Hot Bulb Engine - Operation and Working Cycle

Operation and Working Cycle

The hot-bulb engine shares its basic layout with nearly all other internal combustion engines, in that it has a piston, inside a cylinder, connected to a flywheel via a connecting rod and crankshaft. Akroyd-Stuart's original engine operated on the four-stroke cycle (induction, compression, power and exhaust) and Hornsby continued to build engines to this design, as did several other British manufacturers such as Blackstone and Crossley. Manufacturers in Europe, Scandinavia and in the USA built engines working on the two-stroke cycle with crankcase scavenging. The latter type formed the majority of hot-bulb engine production. The flow of gases through the engine is controlled by valves in four-stroke engines, and by the piston covering and uncovering ports in the cylinder wall in two-strokes.

In the hot-bulb engine combustion takes place in a separated combustion chamber, the "vaporizer" (also called the "hot bulb"), usually mounted on the cylinder head, into which fuel is sprayed. It is connected to the cylinder by a narrow passage and is heated by the combustion while running; an external flame such as a blow-lamp or slow-burning wick is used for starting (on later models sometimes electric heating or pyrotechnics was used).
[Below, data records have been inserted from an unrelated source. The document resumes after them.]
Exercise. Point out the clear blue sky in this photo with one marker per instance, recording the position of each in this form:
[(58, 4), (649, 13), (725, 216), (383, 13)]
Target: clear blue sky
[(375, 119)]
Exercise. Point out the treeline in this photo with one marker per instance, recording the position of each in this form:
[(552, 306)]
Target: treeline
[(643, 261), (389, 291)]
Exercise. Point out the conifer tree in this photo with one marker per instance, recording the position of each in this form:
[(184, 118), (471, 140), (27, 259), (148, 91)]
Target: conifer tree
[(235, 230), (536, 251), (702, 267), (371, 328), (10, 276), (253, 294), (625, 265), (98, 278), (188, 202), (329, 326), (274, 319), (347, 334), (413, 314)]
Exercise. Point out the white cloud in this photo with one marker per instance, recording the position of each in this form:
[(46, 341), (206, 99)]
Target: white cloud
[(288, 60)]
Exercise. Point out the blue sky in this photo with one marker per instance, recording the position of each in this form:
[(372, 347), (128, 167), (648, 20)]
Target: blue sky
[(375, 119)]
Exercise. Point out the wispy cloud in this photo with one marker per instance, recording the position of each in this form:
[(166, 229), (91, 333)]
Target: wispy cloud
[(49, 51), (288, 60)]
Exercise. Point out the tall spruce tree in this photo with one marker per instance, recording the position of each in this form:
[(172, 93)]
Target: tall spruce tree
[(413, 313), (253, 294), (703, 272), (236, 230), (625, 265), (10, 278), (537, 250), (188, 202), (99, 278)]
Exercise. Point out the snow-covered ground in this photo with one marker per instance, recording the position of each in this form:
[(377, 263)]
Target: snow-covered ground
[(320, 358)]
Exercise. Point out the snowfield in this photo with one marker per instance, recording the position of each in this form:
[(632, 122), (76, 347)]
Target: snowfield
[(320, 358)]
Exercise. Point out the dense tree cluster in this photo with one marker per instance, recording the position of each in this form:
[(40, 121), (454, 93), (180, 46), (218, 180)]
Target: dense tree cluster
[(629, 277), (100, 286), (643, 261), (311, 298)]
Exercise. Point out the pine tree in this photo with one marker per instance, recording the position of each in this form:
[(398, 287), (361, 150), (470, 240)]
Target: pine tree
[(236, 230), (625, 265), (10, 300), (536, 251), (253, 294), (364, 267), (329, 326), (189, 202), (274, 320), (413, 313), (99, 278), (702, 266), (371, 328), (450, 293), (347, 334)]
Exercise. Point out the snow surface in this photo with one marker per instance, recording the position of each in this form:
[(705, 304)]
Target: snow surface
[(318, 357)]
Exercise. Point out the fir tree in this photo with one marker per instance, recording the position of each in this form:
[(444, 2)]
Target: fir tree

Another method is the inclusion of a spark plug and vibrator coil ignition. The engine could be started on petrol and switched over to oil after it had warmed to running temperature.
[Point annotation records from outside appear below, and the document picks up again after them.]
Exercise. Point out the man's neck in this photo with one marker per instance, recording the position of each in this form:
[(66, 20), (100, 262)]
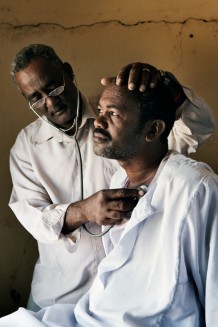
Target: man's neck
[(142, 168)]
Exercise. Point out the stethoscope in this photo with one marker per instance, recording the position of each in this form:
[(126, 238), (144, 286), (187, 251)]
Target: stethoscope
[(74, 136)]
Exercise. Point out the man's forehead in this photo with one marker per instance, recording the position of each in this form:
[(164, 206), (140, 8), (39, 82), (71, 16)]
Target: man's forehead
[(115, 93)]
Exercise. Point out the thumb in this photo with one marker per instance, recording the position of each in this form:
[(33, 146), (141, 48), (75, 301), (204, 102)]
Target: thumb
[(121, 193)]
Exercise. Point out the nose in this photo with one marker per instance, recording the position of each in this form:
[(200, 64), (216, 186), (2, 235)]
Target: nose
[(50, 102), (101, 122)]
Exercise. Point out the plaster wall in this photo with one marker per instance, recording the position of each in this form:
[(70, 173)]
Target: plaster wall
[(97, 37)]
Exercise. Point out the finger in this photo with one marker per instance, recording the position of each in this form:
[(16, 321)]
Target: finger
[(120, 193), (150, 77), (124, 205), (106, 81), (122, 76), (134, 77), (145, 77), (154, 77)]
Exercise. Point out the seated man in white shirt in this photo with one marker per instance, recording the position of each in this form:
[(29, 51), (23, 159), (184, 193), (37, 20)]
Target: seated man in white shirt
[(161, 266), (56, 196)]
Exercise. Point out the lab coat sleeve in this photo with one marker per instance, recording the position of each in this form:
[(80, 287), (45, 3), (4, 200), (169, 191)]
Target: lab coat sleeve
[(32, 205), (194, 124)]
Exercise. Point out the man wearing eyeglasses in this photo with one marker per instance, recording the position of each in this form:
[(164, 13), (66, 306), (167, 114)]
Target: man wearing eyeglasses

The pre-heating time depends on the engine design, the type of heating used and the ambient temperature, but generally ranges from 2–5 minutes (for most engines in a temperate climate) to as much as half an hour (if operating in extreme cold or the engine is especially large). The engine is then turned over, usually by hand but sometimes by compressed air or an electric motor.

Once the engine is running, the heat of compression and ignition maintains the hot-bulb at the necessary temperature and the blow-lamp or other heat source can be removed. From this point the engine requires no external heat and requires only a supply of air, fuel oil and lubricating oil to run. However, under low power the bulb could cool off too much, and a throttle can cut down the cold fresh air supply. Also, as the engine's load increased, so does the temperature of the bulb, causing the ignition period to advance; to counteract pre-ignition, water is dripped into the air intake. Equally, if the load on the engine is low, combustion temperatures may not be sufficient to maintain the temperature of the hot-bulb. Many hot-bulb engines cannot be run off-load without auxiliary heating for this reason.

The fact that the engine can be left unattended for long periods while running made hot bulb engines a popular choice for applications requiring a steady power output such as farm tractors, generators, pumps and canal boat propulsion.